Friday, March 20, 2015

CCL3 and memory CD4 T cells improve tumor antigen RNA loaded dendritic cell vaccine performance

Dendritic cells represent the most potent antigen-presenting cells capable of priming naive T cells against infectious or tumor antigens. However, so far, clinical application of antigen-loaded autologous (patient's own) dendritic cell vaccines produced few encouraging results.

Unlike regular vaccines that contain protein conjugates emulsified in adjuvants, dendritic cell vaccine is a biological vaccine containing live cells pulsed with target antigen. The rules that govern efficacy of live cell vaccines would depend on several conditions such as immunological condition of vaccine injection site, migration and viability of injected live vaccine cells and etc. 


The authors have tested their model both in glioblastoma cancer patients and in mouse model of skin cancer. I would like to point out the this paper was under Nature's review for more than a year, implying that it's data are not as strong as the authors would like to argue.

For one thing, clinical protocol the authors have used is not entirely clear. Initially, the authors showed that immunization of patients with tetanus toxoid (Td vaccine) prior to DC vaccine injection extended glioblastoma patients survival almost two-fold compared to un-pulsed DCs. However, I do not understand why Td was compared to un-pulsed DCs. Even after careful reading of methods section, I still was not able to clearly understand the authors reasoning.


Next, using mouse model, the authors showed that presence of activated memory CD4 T cells contributed to the enhanced migration of antigen-loaded DCs to the local lymph nodes.


Interestingly, Td- or memory CD4 T cell-mediated enhancement of DCs migration was abolished in CCL3-KO host.


In addition, exogenous CCL3 was effective only in presence of activated memory CD4 T cells, implying that both memory CD4 T cells and CCL3 are required for enhancement of DCs migration to local lymph nodes.


In summary, these results revealed that locally Td-activated memory CD4 T cells creates a favorable environment for antigen-loaded DCs migration to local lymph node in a CCL3-dependent manner.
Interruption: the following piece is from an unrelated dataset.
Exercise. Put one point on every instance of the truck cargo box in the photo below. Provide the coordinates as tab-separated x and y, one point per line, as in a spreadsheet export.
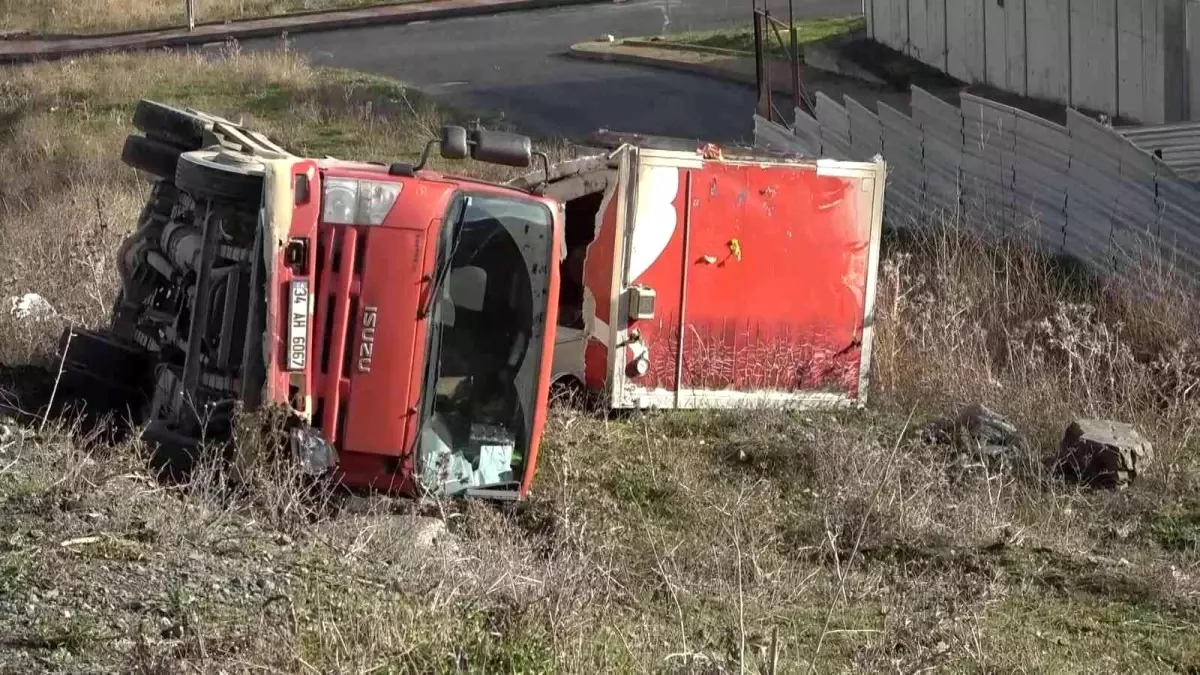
719	281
Source of Td-driven CCL3 from the injection site is not clear.

If you ask me, only reason this paper ended up in Nature has to do with the fact that somehow the authors' protocol (Td + DC pulsed with pp65 antigen RNA) was able to substantially extend glioblastoma patients' survival. However, it is not clear why would Td-activated skin-resident memory CD4 T cells improve migration of DCs loaded with non-related antigen, CMV pp65? If we consider the fact that glioblastoma patients should already have CMV pp65-specific memory CD4 T cells capable of doing the same function as Td did, then I don't see how Td could have provided any additional benefits over simple CMV pp65 RNA-loaded DCs? This paper raises more questions than provides answers.